Esposito ha trascorso tutta la sua intera carriera in Serie D ed una stagione nelle trafile della Juventus under 19 dove ha potuto imparare dai migliori maestri e preparatori in Italia. Hai preso ispirazione da qualche giocatore che hai potuto vedere durante quella esperienza?
“Non mi ispiro a nessun giocatore in particolare, ho però delle preferenze. Alla Juventus non ho avuto un calciatore da utilizzare come modello e da cui potermi ispirare, ma mi è sempre piaciuto vedere e apprendere dalle giocate di Ben Arfa”
Nel modulo di Fossati siamo stati abituati ad osservarti sotto punta, in aiuto di Barranco che è stato impiegato più come punta centrale. E’ questo il tuo ruolo prediletto o è la prima volta che vieni impiegato in quel punto del campo?
“A me piace moltissimo giocare seconda punta, il mio ruolo ideale è proprio questo qua dove mi fa giocare Fossati, lo preferisco alla prima punta. Sono una ‘sotto punta naturale’, ricopro questo ruolo da sempre e l’ho approfondito durante la mia esperienza a Torino potendo attingere da insegnamenti di Serie A. Ho sempre cercato di osservare e assimilare il più possibile dai miei compagni della Juventus e poter giocare in un settore giovanile come quello ti concede di avere un bagaglio calcistico non indifferente. In un eventuale 4-3-3 invece posso anche ricoprire il ruolo di esterno.”
Sei stato cercato sia dal presidente Santi Cosenza che da mister Fossati. Quanto hanno influito questi ‘corteggiamenti’ sulla tua scelta di venire ad Albenga?
“Questa estate sono stato chiamato sia dal presidente che dal direttore ma soprattutto dal mister, la sua chiamata è stata importante per la mia scelta di venire qua. Ho avuto subito totale fiducia nei miei confronti e ciò mi ha fatto sentire apprezzato, per un giocatore è importante sentire queste senzasioni prima di approdare in un club, difatti non ho esitato e ho scelto fin da subito l’Albenga”.
Hai percepito l’amore dei tifosi in queste prime partite all’Annibale Riva?
“I nostri tifosi sono fantastici, ci seguono dappertutto sia in casa che in trasferta.
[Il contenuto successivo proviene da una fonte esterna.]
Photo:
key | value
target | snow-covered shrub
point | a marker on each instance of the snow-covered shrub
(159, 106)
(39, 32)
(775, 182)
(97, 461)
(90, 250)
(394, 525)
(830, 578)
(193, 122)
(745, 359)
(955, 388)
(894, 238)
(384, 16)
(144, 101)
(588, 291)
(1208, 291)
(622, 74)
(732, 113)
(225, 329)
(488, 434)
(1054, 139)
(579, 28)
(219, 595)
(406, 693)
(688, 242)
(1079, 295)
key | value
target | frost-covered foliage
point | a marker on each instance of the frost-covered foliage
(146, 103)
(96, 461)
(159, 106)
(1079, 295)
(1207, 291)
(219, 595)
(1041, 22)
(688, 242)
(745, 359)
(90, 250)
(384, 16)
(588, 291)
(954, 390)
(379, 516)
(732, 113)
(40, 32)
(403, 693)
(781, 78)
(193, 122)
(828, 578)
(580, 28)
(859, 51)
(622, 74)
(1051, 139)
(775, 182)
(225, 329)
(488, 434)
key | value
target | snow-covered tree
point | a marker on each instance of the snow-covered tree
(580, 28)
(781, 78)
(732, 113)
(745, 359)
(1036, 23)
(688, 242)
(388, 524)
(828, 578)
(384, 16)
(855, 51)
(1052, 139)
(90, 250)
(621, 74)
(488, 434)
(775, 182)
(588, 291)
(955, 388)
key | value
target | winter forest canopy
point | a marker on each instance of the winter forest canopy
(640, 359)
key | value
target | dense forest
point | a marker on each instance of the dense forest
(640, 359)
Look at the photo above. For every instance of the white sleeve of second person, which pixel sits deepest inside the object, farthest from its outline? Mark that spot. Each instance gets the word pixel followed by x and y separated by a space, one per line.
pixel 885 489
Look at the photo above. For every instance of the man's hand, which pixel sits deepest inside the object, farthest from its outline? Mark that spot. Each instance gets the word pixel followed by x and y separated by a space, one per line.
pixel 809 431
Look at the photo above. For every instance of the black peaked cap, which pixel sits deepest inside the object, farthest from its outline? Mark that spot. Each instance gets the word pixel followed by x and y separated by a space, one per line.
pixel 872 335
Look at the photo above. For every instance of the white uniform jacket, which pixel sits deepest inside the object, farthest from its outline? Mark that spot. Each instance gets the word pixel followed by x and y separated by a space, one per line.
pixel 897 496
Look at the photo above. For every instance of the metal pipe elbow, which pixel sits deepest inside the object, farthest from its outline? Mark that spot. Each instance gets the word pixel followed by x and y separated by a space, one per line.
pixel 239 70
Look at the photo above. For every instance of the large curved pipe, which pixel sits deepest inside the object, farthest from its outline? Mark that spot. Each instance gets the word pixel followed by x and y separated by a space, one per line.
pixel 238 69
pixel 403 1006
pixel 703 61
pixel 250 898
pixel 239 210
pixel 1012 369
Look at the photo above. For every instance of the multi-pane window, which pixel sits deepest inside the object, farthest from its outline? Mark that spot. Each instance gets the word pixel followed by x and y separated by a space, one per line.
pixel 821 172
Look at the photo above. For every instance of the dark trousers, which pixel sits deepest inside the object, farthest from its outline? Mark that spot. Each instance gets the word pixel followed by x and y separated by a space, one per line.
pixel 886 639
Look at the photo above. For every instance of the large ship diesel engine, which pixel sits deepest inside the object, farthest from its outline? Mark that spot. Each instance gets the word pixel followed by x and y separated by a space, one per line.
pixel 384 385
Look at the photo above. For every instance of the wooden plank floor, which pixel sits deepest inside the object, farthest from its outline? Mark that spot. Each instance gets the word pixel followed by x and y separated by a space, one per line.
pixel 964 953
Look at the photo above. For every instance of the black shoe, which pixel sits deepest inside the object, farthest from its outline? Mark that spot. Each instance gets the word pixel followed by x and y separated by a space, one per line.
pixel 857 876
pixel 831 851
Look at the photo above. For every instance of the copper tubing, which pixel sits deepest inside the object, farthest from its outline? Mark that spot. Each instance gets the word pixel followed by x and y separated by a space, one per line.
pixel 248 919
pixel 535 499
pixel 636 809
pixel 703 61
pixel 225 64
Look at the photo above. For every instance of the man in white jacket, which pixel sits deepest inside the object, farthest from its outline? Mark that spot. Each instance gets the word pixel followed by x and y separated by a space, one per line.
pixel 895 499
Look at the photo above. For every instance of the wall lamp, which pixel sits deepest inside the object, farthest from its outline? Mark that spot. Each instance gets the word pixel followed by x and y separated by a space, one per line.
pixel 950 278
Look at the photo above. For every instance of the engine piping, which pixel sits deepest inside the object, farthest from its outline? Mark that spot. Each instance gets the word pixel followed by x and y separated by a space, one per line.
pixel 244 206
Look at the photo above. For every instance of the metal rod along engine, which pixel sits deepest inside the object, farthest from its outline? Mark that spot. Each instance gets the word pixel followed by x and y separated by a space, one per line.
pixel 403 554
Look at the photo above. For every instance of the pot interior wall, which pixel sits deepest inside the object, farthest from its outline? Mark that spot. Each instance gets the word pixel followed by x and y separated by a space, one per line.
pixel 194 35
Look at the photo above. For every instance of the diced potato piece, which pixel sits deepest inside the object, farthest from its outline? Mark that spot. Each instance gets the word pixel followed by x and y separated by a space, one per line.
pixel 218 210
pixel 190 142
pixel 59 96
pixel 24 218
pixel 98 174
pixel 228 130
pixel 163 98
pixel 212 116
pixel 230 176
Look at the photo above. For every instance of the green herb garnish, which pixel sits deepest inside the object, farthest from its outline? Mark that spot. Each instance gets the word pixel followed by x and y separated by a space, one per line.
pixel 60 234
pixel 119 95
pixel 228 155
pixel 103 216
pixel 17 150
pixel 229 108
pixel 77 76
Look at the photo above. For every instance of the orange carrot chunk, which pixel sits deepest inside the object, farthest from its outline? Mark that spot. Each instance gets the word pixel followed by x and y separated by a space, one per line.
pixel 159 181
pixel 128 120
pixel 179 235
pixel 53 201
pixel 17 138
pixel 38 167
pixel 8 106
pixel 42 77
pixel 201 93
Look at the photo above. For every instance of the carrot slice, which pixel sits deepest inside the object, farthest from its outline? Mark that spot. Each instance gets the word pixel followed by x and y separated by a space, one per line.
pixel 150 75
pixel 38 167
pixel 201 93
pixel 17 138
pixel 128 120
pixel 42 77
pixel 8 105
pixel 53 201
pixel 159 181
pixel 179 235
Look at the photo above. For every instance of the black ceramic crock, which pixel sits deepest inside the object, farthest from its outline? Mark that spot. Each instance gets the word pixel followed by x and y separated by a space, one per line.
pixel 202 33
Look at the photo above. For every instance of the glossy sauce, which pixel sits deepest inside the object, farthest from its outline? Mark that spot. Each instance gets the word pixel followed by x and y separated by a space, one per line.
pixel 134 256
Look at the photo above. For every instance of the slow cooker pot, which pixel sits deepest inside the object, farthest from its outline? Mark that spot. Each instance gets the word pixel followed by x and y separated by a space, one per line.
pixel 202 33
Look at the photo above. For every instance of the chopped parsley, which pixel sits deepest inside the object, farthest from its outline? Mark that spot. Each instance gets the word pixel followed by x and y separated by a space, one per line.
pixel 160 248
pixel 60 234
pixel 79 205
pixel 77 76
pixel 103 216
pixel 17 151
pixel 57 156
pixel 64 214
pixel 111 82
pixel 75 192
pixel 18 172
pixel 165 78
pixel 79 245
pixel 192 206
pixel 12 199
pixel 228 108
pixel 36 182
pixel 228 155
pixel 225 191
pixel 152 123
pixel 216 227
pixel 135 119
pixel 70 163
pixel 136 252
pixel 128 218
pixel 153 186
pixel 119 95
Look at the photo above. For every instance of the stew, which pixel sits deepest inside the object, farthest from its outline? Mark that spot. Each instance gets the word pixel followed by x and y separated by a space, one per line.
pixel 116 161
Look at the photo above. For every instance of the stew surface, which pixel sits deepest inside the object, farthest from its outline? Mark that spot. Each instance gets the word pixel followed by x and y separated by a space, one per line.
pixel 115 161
Soprattutto al Riva li senti proprio dentro, si può dire con certezza che sono il nostro dodicesimo uomo, sembra veramente di giocare in 12 contro 11. Se sono tantissimi in casa, anche fuori dalle mure amiche accorrono in massa e questo ci permette di spingere ancora di più perchè ci regalano grandi soddisfazioni. Tutte le nostre vittorie le dedichiamo sempre a loro, ogni energia spesa sul campo è per loro. In Serie D è difficile trovare un gruppo di tifosi così presente e affiatato, rendono tutto più bello: il loro attaccamento alla maglia è speciale”.